Con 6.021 homicidios en lo que va del año, el luto se convierte en un proceso perpetuo en las zonas donde el narco también arrebata la vida de niños y recluta a adolescentes como mano de obra para el crimen. La violencia ha penetrado a lo más íntimo y está transformando la estructura social y las dinámicas familiares, explica el sociólogo Evandro Moreno, del Centro de Estudios Sociales y Comunitarios, CESCU, quien trabaja en las zonas más violentas de Guayaquil. “Donde el Estado se ha retirado de nuestros barrios, con la educación de calidad, la seguridad, espacios públicos, quien toma y aplica su gobernanza es el narco, que viene con su modelo de producción, cultural, impone normas, reconfigura las formas de cómo se relaciona el barrio y la gente intenta adaptarse para sobrevivir”.

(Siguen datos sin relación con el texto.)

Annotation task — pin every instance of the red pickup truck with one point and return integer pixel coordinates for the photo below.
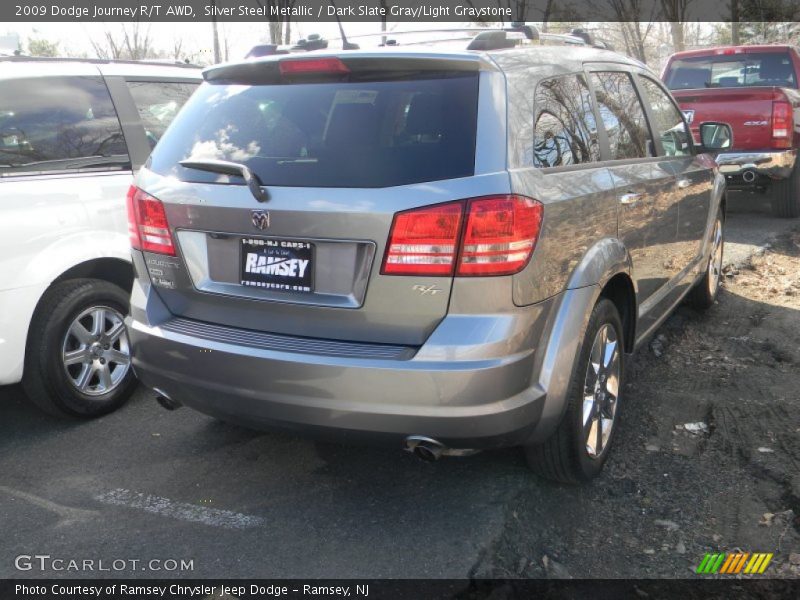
(754, 90)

En los barrios más golpeados por la violencia, la supervivencia depende de estrategias casi rutinarias: “No salgas de la casa, no asomes la cabeza por la ventana, no vayas a la tienda, no vayas solo a la escuela”. Así lo explican las mujeres que están al frente de la resistencia comunitaria y que han identificado patrones que podrían salvar vidas. Según CESCU, el incumplimiento de estas reglas no solo pone en riesgo a quienes las siguen, sino que suele ser el detonante de tragedias. Ese fue el caso de Mikel, un joven de 14 años, que salió apenas unos metros de su casa para encontrarse con un amigo y, en medio de una balacera, un proyectil lo alcanzó.

En su análisis, el sociólogo Moreno señala que el daño va más allá de los asesinatos, pues la lógica criminal acaba infectando todo el tejido social. “Las personas que viven alrededor de esta violencia están marcadas por una forma de trauma basada en la venganza: ‘tú mataste a mi amigo y yo tengo que vengar su muerte’”, explica. Y ahí radica uno de los grandes problemas: el crimen reemplaza los valores fundamentales. En este contexto, Moreno advierte sobre el futuro sombrío que aguarda a los barrios donde los niños crecen sin los pilares de la familia, que es la que, en su esencia, transmite valores, seguridad y afecto. “La familia es pan y cariño, la que regula, calma y da seguridad”, apunta, y subraya que, en este vacío, el narcotráfico ocupa el espacio dejado por el afecto familiar.

“El narco impone las formas que se relacionan: ya no saludan al mayor, no desean ir a la escuela, no entienden por qué es necesario la protección de la salud sexual, entonces se están criando sin herramientas”, señala.